Comment astu œuvré pour recueillir toutes ces histoires, plus ou moins connues des amoureux de cette culture ?

N.R : Merci Instagram, merci Facebook et notamment Facebook parce que les gens que j’ai interviewés ne sont plus tout jeunes (Rires) ! J’ai écrit beaucoup de DMs et beaucoup de mails à tous les gens que j’avais identifié. J’ai scanné toutes les pochettes du rap de Boulogne pour identifier des potentiels interlocuteurs, de la plus obscure mixtape jusqu’au projet le plus identifié. J’ai cherché toutes les personnes et ensuite j’ai contacté tout le monde et il y a une soixantaine de personnes qui m’ont répondu. J’ai interviewé tous ces gens soit sur place à Boulogne, soit ailleurs, soit par téléphone parce que je ne suis pas de Paris donc c’était plus pratique. Les interviews se faisaient en général d’une traite mais quand j’avais besoin de précisions je leur envoyais des messages et on continuait à échanger. C’était important pour recouper les sources des différentes versions des histoires qu’on me donnait. J’ai d’ailleurs attendu d’avoir eu toutes les interviews et donc toutes les informations nécessaire avant de commencer l’écriture, qui est venue par la suite.

Étais tu personnellement un fin connaisseur de l’histoire du rap de Boulogne ? Quelle histoire évoquée t’as le plus marqué ? 

N.R : Je ne sais pas si j’étais un fin connaisseur, parce que j’écoutais beaucoup de rap de Boulogne, mais au début, sans forcément m’en rendre compte. À cette époque, j’avais 15/16 ans et je n’étais pas aussi pointu que maintenant (Rires). Je me suis quand même intéressé aux artistes que j’écoutais : Les Sages Po’, Booba et Khondo, mais à l’époque, je ne savais même pas qu’ils venaient du même endroit ! J’ai écouté beaucoup d’interviews d’eux, mais je n’avais pas creusé à fond. Au fil de mes recherches pour le livre, je me suis d’ailleurs rendu que je ne connaissais pas si bien que je le pensais parce que j’ai appris plein de trucs et c’était très stimulant ! L’histoire qui m’a le plus marquée, je dirais que c’est celle de Tuerie. Je l’ai rencontré il y a 2 ans.
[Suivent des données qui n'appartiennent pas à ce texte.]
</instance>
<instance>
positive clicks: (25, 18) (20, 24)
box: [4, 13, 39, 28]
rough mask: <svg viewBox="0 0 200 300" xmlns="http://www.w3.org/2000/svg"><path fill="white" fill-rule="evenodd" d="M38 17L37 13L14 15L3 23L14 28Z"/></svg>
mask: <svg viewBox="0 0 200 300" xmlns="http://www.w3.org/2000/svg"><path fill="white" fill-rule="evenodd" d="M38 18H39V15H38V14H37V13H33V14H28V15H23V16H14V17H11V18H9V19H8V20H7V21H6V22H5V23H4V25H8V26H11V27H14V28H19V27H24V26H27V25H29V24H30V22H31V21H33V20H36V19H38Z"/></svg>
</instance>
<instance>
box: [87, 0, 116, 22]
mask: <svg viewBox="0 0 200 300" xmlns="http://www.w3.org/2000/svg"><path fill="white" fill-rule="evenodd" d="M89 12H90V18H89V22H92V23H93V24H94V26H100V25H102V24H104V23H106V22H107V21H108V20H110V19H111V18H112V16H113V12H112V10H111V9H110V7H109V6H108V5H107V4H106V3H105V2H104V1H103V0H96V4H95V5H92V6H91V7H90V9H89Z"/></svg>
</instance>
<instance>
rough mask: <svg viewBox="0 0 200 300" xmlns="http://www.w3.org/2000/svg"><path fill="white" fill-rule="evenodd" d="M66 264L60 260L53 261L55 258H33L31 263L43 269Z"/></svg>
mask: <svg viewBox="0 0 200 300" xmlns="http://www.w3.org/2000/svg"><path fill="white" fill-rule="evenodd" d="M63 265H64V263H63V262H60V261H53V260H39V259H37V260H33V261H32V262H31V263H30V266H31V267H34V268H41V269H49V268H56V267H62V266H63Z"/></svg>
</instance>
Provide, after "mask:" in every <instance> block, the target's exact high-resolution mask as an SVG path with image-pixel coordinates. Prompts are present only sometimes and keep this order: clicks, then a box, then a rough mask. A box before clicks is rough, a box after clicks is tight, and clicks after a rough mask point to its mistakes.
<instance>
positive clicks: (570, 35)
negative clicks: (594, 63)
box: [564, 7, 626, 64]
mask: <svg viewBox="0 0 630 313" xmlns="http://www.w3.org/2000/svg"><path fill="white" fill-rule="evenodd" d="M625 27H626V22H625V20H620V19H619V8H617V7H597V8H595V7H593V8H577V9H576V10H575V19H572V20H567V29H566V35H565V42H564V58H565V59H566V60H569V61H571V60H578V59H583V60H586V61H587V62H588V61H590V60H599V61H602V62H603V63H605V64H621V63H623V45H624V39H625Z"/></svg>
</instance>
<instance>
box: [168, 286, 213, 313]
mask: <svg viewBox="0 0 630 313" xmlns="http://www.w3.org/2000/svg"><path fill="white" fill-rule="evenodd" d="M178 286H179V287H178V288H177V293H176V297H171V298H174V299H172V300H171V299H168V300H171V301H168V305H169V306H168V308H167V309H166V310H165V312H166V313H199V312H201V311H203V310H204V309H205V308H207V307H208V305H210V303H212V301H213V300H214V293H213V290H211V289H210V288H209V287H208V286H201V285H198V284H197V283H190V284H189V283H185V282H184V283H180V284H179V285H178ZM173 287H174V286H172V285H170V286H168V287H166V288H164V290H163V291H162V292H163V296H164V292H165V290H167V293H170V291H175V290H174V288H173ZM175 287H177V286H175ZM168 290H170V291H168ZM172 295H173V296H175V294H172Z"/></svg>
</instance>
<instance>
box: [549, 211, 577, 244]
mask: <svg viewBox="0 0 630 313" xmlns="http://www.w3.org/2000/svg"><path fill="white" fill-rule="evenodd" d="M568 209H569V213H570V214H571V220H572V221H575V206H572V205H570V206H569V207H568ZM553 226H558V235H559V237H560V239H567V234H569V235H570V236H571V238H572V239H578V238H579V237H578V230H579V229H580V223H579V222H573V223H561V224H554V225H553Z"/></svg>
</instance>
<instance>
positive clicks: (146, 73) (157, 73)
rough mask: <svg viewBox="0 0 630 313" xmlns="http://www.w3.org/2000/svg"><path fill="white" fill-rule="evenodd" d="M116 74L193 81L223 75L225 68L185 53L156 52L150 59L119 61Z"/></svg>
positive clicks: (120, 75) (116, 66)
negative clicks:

Dans un premier temps ça a été une rencontre musicale, puis très vite, c’est devenu une rencontre humaine. Il a été hyper important pour moi dans le processus d’écriture du livre, il m’a beaucoup encouragé. J’ai rencontré plusieurs galères pendant l’écriture et il a eu des mots qui m’ont beaucoup poussé et qui m’ont fait du bien. De plus, j’étais super content de pouvoir raconter son histoire et de mettre en avant un artiste aussi fort musicalement qu’humainement.

Pour la promotion du livre, les rues de Boulogne ont été rebaptisées au nom des rappeurs de la ville, comment est venue l’idée ?

N.R : Non, c’est l’idée de mon éditeur ! Je suis publié chez JC Lattès, sous le label « La grenade » et le dirigeant s’appelle Mahir Guven. Il a gagné les Goncourts des premiers romans, il a créé plein de magazines, écrit plein de livres, il est super fort. Il est toujours en train d’essayer de trouver des idées pour sortir les livres de leurs pages. Il investit l’espace public pour donner vie aux livres. En plus, il est très inspiré par la culture hip-hop ! Il voulait vraiment rendre hommage à Boulogne et encrer le livre dans les rues. Le collage qu’on a fait, c’est une idée qu’il avait déjà faite avec Oxmo Puccino et du coup il m’a proposé l’idée, j’ai trouvé ça trop cool et j’ai validé direct. Beaucoup de médias se sont emparés du truc et ça s’est emballé… C’était marrant à voir de l’extérieur. Ça nous a un peu dépassés de manière positive, je ne m’attendais pas à une telle ampleur ! En plus, ça a fait écho avec l’histoire de Obiwan, racontée dans le livre, à propos du street marketing. Les artistes ont trop bien reçu le truc, ils étaient super contents, c’est cool !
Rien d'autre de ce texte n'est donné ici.